# Practical classes

All exercices will be in Python. It is important that you keep track of exercices and structure you code correctly (e.g. create funcions that you can re-use later)

We will use Jupyter notebooks (formerly known as IPython). You can read the following courses for help:
* Python and numpy: http://cs231n.github.io/python-numpy-tutorial/
* Jupyter / IPython : http://cs231n.github.io/ipython-tutorial/

To run this notebook:
* create a directory somewhere on your filesystem
* download the .ipynb from the course website: http://teaching.caio-corro.fr/2019-2020/TC4/
* move the .ipynb into the directory
* from a terminal:
    * cd /directory/path
    * jupyter notebook
    
Each group must send me their work by e-mail (one mail per group):
* complete the code with comments
* quick answer to questions

If you don't want to use the notebook, send me the python code + a PDF with plots and answers.

In [1]:
# import libraries

# NLTK will be used to load the data
import nltk

# matplotlib will be used to display plots
import matplotlib
import matplotlib.pyplot as plt

# in this exercise, numpy is only used to compute plotting data
import numpy as np

# So we can display plots in the notebook
%matplotlib inline

# Part-of-speech tagging

The goal of this exercise is to build a (really) simple **part-of-speech** (POS) tagger: given a sentence, predict the grammatical category of each word (verb, noun, etc). To this end, we introduce the following probability model: let *X* and *Y* be two random variables where *X* is an observed word and *Y* an observed tag. At test time, we will predict the most probable tag for a given word.

# Data: the Brown corpus

In this exercise we are going to look at the [Brown corpus](https://en.wikipedia.org/wiki/Brown_Corpus) which is a collection of texts from different domains. It has been manually annotated with POS tags.

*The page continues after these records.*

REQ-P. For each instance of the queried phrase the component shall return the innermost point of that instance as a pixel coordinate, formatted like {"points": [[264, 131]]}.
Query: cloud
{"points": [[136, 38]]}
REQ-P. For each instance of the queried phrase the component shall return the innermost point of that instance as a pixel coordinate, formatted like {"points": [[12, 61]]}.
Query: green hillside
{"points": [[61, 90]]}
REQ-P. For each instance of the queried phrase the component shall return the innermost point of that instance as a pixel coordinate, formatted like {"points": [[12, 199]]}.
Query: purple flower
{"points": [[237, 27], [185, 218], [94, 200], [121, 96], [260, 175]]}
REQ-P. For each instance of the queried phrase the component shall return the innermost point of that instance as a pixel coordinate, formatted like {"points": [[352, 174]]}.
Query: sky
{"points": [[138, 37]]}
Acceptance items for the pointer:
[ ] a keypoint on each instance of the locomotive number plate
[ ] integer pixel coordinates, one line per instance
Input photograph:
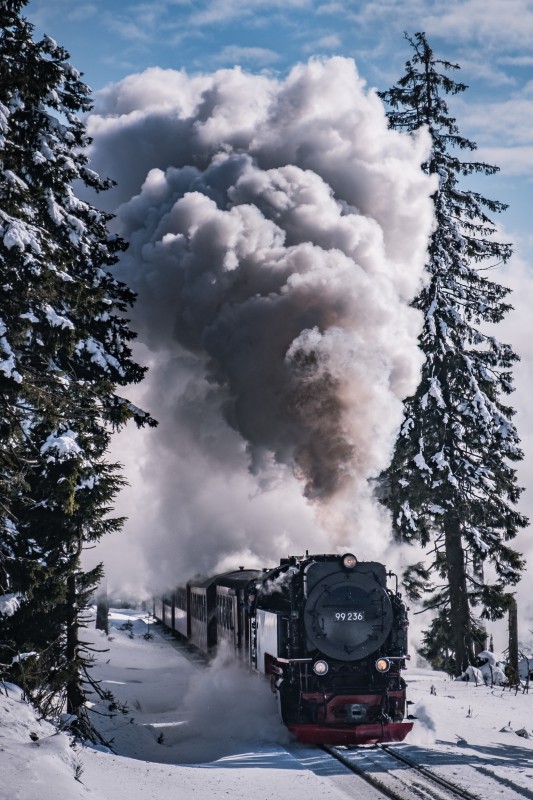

Contrary to popular belief, there is not a single way to analyze natural language texts. One usually rely on a "framework" or annotation scheme that exposes desired characteristics (see for example [Rambow, 2010](https://www.aclweb.org/anthology/N10-1049/)). In this exercise, we will us the *universal tagset* [Petrov et al, 2011](https://arxiv.org/abs/1104.2086), a simple annotation scheme that was originally proposed for multilingual natural language processing (see the [universal dependendency page about morphology](https://universaldependencies.org/u/overview/morphology.html) for more information).



In [2]:
# Download the Brown corpus and the annotation scheme
# This cell can be run only once on your computer
nltk.download('brown')
nltk.download('universal_tagset')

[nltk_data] Downloading package brown to
[nltk_data]     C:\Users\berte\AppData\Roaming\nltk_data...
[nltk_data]   Unzipping corpora\brown.zip.
[nltk_data] Downloading package universal_tagset to
[nltk_data]     C:\Users\berte\AppData\Roaming\nltk_data...
[nltk_data]   Unzipping taggers\universal_tagset.zip.


True

In [None]:
# Load the dataset
# the argument tagset='universal' will map the original annotation to the universal tagset
brown_data = list(nltk.corpus.brown.tagged_sents(tagset='universal'))

The data is structured as follows:
* brown_data is a list of sentences
* a sentence brown_data[i] is a list of tokens
* each token brown_data[i][j] is a tuple of strings (word, tag)

In [None]:
print(type(brown_data), type(brown_data[0]), type(brown_data[0][0]))
print("Number of sentences: %i" % len(brown_data))

In [None]:
print(brown_data[0])

# 1. Data pre-processing

Split the dataset into two disjoint parts:
* *train data* that will be used to learn the probability distribution p(y | x)
* *test data* that will be used to evaluate the model
We use 90% of the data as train data and 10% as test data.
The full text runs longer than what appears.